ここで、ちょっと余談ながら、『聖覚(せいかく)』という人について、僕の想いを書く。
 この親鸞聖人外伝(スピンオフ)的な、お坊さんのお話を描くに当たって迷いがあった。
 この『聖覚』というお坊さんは、平安時代末期においては、その当時の大有名人なのである。(鎌倉時代に編纂された『沙石集』という本に、聖覚法印は、よく有名人として登場されるのだ。)
 その点、『親鸞聖人』は、当時の(聖覚さんに比べたら)、大御所の先生(=聖覚法印)と、青二才の書生(=親鸞聖人)みたいな差がある。
 が、今は逆である。
 『親鸞』という名前は中学生でも知っているが、『聖覚』という名は、この道の専門家でもあまり知られていない。
 なぜ、そうなったのか?・・わからない。
 そこからは、想像でしかないのだが、二人の生まれの違いによる性格の違いからなのかも?と、僕は勝手に想像する。(ええトコのボン二世と、無名のガッツな成り上がり青年。)

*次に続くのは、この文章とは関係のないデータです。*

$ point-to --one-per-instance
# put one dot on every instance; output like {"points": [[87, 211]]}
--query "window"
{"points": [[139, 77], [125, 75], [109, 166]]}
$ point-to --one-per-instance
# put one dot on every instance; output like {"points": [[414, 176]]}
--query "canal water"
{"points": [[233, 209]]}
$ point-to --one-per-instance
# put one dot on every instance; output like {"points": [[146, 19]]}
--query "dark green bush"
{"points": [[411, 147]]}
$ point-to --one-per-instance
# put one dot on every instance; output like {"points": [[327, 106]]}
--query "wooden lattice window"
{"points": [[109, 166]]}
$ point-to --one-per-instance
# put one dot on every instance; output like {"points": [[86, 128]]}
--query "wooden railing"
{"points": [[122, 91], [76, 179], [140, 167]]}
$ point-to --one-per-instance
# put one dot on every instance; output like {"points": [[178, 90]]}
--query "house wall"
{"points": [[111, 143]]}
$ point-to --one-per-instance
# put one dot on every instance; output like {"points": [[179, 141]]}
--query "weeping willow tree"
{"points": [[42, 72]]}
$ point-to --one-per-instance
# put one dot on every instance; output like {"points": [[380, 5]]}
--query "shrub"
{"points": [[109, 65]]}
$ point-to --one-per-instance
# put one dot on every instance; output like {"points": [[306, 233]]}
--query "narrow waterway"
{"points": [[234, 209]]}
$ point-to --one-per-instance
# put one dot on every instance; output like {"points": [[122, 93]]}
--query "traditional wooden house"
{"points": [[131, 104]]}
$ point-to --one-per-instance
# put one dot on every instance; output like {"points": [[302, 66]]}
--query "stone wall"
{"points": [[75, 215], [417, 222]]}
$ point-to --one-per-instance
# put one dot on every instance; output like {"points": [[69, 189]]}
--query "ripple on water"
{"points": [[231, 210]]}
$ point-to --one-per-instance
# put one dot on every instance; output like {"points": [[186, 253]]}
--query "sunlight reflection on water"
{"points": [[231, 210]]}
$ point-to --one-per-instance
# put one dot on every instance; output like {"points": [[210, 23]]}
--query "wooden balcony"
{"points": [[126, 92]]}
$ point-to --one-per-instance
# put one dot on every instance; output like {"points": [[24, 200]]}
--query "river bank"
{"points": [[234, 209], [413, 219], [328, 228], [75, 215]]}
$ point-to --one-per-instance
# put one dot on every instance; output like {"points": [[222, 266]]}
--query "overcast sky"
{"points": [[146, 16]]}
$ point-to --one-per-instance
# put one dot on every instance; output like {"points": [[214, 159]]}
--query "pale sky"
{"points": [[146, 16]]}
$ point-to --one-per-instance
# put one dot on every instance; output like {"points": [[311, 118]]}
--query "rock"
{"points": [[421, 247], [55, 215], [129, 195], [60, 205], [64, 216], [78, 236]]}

 ガッツな親鸞聖人はあくまでも、浄土系の信仰一本を通された。
 が、聖覚法印は、浄土宗の中で活躍しながら、生まれながらの宗派「天台宗」は、(どっちつかずで)死ぬまで止めなかった。のち、天台宗と浄土宗は激しい論争をおこし争うことになるが、この時、聖覚法印はどっちについたのか?ひょっとして、この時の争いが、聖覚法印を歴史の闇へと落とし入れたのかもしれない。・・まったく想像なのだが。(僕は『鳥と動物の戦争』の物語の中のコウモリをなぜか思いだしてしまった)

 ・・だが、おそらく人柄の良い、世話焼きなボンボン聖人『聖覚』法印が居なかったら、『親鸞』聖人は存在しなかった。・・これは確かなことだろう。(このエピソードは次回述べる)
 はたして、歴史上『聖覚』法印は、高僧であったのか?・・はたまた?最後は自分を守る事だけによって生涯を終えた、浄土宗と師を裏切った男だったのだろうか?
 ドラマチックすぎて・・こんな事を想像しながら、書き始めたのだが、出来た紙芝居を見てみれば、そんな深いところまで描けていない。
 それは、書いてるうちに『聖覚』法印に情が移ってしまい、ブラックなところは描けなかったらからなのだ。
 迷いながらも、聖覚法印の好きな部分だけを取り上げ、僕の拙い紙芝居は完成した。
 ・・はたして、此れで良かったかと、書き終えた今も迷っている。
 本当に、今回はまとまりのない(その5)になってしまった。次回は続きを描きます。すんません。
 つづく

紙芝居:「安居院 聖覚法印さま」(その4)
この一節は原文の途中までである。